Checks if histogram hist is flat according to the FlatHistogramStrategy.

random_trial!(state::S, statedefn::D) -> trial::T, balance_factor::Real

Calculate a random trial move for state based on statedefn.

If a trial move cannot be found returns nothing.

Also returns a balance_factor for altering the acceptance probability; a good choice is the ratio of the number of possible moves from the old state to number of possible moves from the new state, which is typically needed in order to maintain detailed balance.

See also commit_trial!, revert_trial!.

revert_trial!(state::S, statedefn::D, trial::T, old_index::I, new_index::I)

Returns state to before trial move was performed, using information from old_index and new_index, if necessary.

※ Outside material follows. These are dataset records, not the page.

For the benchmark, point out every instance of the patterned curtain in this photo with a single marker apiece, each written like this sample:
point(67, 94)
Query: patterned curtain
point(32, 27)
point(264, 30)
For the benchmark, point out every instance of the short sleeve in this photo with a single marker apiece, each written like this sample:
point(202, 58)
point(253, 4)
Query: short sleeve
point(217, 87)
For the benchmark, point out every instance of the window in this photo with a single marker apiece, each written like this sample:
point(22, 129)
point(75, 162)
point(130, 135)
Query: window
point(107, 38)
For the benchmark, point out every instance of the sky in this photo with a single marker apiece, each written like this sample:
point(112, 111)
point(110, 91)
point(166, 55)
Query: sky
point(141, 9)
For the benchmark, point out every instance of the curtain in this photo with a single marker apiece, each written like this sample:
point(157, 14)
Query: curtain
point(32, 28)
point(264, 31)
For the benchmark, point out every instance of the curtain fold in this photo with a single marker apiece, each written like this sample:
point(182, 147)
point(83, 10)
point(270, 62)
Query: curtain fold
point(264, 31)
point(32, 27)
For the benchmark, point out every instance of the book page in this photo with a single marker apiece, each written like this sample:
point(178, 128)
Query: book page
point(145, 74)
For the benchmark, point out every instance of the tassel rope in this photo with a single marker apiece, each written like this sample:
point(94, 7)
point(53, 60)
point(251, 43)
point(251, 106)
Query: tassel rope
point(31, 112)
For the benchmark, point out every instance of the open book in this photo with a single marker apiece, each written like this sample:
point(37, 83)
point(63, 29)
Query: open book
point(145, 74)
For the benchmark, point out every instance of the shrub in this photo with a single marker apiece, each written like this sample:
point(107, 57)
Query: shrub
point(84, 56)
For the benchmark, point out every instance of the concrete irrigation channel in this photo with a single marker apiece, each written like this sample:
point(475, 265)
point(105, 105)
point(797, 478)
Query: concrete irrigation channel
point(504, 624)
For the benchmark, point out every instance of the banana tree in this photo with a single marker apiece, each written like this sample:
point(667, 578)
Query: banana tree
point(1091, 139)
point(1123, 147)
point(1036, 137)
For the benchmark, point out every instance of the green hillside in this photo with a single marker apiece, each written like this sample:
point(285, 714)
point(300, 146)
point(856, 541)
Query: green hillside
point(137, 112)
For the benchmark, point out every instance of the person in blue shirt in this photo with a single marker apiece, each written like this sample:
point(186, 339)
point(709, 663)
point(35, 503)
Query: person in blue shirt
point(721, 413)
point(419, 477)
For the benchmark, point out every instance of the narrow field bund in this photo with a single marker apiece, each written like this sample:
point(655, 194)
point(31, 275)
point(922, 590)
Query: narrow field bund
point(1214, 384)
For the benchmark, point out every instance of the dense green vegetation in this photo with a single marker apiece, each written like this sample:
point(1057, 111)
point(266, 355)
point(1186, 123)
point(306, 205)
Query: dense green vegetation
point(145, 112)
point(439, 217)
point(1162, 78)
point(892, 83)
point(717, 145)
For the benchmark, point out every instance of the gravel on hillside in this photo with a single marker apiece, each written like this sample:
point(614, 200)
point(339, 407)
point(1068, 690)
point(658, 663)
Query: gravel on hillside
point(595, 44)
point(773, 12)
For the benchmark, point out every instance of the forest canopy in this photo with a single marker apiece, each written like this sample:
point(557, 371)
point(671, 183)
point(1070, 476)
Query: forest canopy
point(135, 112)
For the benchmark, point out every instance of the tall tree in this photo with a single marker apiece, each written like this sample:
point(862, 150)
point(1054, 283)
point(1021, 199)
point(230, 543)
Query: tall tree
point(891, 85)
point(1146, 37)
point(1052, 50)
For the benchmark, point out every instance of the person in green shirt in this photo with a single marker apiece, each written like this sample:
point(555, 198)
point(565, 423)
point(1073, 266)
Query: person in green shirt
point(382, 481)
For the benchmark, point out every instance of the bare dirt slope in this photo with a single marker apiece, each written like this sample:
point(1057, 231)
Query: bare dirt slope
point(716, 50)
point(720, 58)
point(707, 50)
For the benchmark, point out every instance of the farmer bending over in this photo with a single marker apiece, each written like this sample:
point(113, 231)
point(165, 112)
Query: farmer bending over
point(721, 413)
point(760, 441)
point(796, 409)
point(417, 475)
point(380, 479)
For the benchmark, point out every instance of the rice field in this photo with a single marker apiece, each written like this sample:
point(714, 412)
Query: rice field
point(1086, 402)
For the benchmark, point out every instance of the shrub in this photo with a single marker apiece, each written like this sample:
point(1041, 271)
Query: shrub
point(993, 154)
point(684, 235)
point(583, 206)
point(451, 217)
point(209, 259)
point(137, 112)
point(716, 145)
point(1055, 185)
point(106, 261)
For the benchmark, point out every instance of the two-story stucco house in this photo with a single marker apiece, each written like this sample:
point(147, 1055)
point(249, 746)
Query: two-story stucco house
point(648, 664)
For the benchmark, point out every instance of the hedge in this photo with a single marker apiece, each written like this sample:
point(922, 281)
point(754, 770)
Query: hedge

By default this returns state unaltered. Alternatively, if this method is defined, then it should be sufficient to define amethod for commit_trial! that returns state unaltered.

See also random_trial!, commit_trial!.

system_size(statedefn::D)

Get the canonical size of statedefn, e.g. the number of lattice sites. Used to determine the size of a Monte Carlo sweep.

update!(strat)

update!(strat, sim)

update!(strat, sim)

Optionally update strat with information from the simulation sim. Returns nothing.

wl_trial!(state, old_index, statedefn, logdos, temp_hist, logf, catchup) -> new_index

Obtain a single trial move, compare to current state and commit or reject. Then increment the density of states logdos and histogram temp_hist, with logf and 1, respectively.